Since you would still be covered through Medicare, you’ll have to pay a Part B premium as well as a Part A premium if this applies to you.
Medicare Part D
Medicare Part D is prescription drug coverage and was added to the program back in 2006. Part D is offered through private companies.
If you are covered under Original Medicare, you will have to choose a PDP (prescription drug plan) depending on which premiums and deductibles work best for you.
Alternatively, if you’re choosing to be covered with a Part C Medicare Advantage Plan, you’ll want to opt for a Medicare Advantage Prescription Drug Plan (MAPDP).
Original Medicare vs. Medicare Advantage Plans
The main difference between Original Medicare and a Medicare Advantage Plan is that Original Medicare (Parts A and B) is administered entirely by the government, while a Medicare Advantage Plan (Part C) is operated by a private company in tandem with the government.
So, why would anyone opt for Part C over Original Medicare?
One reason is that costs are potentially lower or at least more comprehensive and tailored to you. Just like any private insurer, Medicare Advantage Plans determine their own premiums, coinsurance costs, deductibles, etc.

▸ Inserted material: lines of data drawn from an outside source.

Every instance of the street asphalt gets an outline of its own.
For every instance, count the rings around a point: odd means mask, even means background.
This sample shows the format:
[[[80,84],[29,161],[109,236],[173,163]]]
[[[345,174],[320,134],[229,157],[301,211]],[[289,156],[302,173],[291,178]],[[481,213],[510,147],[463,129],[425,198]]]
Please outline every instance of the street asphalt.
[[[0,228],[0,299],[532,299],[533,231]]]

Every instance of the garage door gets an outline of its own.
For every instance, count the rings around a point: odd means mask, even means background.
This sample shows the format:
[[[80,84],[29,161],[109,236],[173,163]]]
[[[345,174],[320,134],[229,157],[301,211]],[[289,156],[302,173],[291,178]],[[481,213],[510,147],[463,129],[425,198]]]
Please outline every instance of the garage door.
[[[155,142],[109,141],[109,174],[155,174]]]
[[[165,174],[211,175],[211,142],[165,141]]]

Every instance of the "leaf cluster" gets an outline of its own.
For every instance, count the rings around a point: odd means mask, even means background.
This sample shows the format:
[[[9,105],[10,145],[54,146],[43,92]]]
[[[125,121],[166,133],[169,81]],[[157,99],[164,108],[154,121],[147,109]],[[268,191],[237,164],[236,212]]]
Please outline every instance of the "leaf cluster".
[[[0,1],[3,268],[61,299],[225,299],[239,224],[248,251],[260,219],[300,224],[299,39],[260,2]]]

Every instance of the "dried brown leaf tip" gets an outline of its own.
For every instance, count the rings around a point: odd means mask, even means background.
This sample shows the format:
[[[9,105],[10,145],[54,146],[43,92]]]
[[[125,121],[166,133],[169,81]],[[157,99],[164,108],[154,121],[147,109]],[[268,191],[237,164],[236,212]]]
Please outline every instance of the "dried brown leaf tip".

Another benefit of Medicare Advantage Plans is that they can include coverage for services that are not covered by Original Medicare, such as dental, vision, hearing and others.
One drawback of a Medicare Advantage Plan, however, is that you can only use doctors who are in the plan’s network. This means you may have to drive out of your way to get to someone who will accept your plan.
Original Medicare, on the other hand, gives you access to most of the country’s doctors and hospitals, as mentioned earlier.
It’s important to keep in mind that if you have Original Medicare, you can get supplemental insurance (Medigap) which can help you cover out-of-pocket costs.
Both Original Medicare and Medicare Advantage Plans have benefits and drawbacks. In order to determine which is best for you, you’ll have to look at your individual health needs, research separate Medicare Advantage Plans, figure out how much you’ll save by opting for an Advantage Plan over Original Medicare or vice versa.